KABUL (Reuters) – Women will be included for the first time in the Taliban delegation to peace talks in Qatar this month, the movement’s main spokesman said on Monday, ahead of the latest round of meetings aimed at ending the war in Afghanistan.
FILE PHOTO: Afghan women line up at a polling station during parliamentary elections in Kabul, Afghanistan October 20, 2018.REUTERS/Mohammad Ismail/File Photo
For a group notorious for its strictly conservative attitude to women’s rights, the move represents a step towards addressing demands that women be included in the talks, intended to lay the foundations for a future peace settlement.
The April 19-21 meeting in Doha will be between the Taliban and a delegation comprising prominent Afghans, including opposition politicians and civil society activists. It follows similar talks between the two sides in Moscow in February.
“There will be women among Taliban delegation members in the Doha, Qatar meeting,” Zabihullah Mujahid, the Taliban’s main spokesman, said by telephone.
He did not name the women, but added, “These women have no family relationship with the senior members of the Taliban, they are normal Afghans, from inside and outside the country, who have been supporters and part of the struggle of the Islamic Emirate”.
In a tweet, he specified that the women would only join the discussions with Afghan civil society and political representatives, not in the main negotiations with American officials, led by U.S. special peace envoy Zalmay Khalilzad.
The Taliban have maintained their rejection of formal talks with the government, which they dismiss as a “puppet” regime controlled by the United States.
While Afghanistan remains a deeply conservative country, especially in rural areas, there have been major advances in women’s rights since the U.S-led campaign of 2001 that toppled the Taliban government. Many women fear that if the group regains some power, many of these gains could be erased.
The movement gained worldwide notoriety when it came to power in the 1990s by forcing women to wear full facial covering and imposing severe restrictions including banning girls from school and forbidding women from working outside the home.
However, Taliban spokesmen say the group has changed and it encourages girls’ education and other women’s rights within an Islamic Sharia system.
Civil society groups, the Western-backed government and Afghanistan’s international partners have pressed for women to take part in the talks and news of the Taliban delegation was welcomed. Fawzia Koofi, a former member of parliament who took part in the meetings in Moscow, said the presence of women in the Taliban team was a “good step”.

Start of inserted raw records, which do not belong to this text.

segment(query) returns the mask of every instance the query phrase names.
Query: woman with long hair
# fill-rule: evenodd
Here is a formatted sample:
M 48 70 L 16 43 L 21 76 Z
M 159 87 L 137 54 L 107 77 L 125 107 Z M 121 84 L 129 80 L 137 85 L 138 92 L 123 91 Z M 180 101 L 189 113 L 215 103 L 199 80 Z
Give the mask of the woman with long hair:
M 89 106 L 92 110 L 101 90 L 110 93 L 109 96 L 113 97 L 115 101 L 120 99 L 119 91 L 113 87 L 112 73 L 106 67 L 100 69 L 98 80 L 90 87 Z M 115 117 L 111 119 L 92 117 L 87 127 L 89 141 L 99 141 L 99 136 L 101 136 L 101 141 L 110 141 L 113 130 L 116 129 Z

“Only women can feel the pain and miseries that Afghan women have suffered. The presence of women among the Taliban negotiators shows that the Taliban’s ideology has changed.”
Jeanne Shaheen, a member of the U.S. Senate Armed Services Committee, who has been pressing for women to play a role in the peace talks said the process should be inclusive.
Future international support for Afghanistan could be affected by whether women’s rights were properly respected in any settlement, she said.
“There are certain levers that we have, that the Taliban are interested in,” she told reporters in Kabul, where she was visiting as part of a Congressional delegation. “There is going to be an interest in economic support after the conflict ends.”
“I think if the Taliban has any interest in getting international support … it would be in their interest to recognize the importance of including women and including human rights as part of any settlement that happens.”
(This story corrects paragraph 3 to make clear April 19-21 talks are between the Taliban and a delegation of prominent Afghans, not with U.S. officials. Corrects name in paragraph 13 to Jeanne (not Jean).)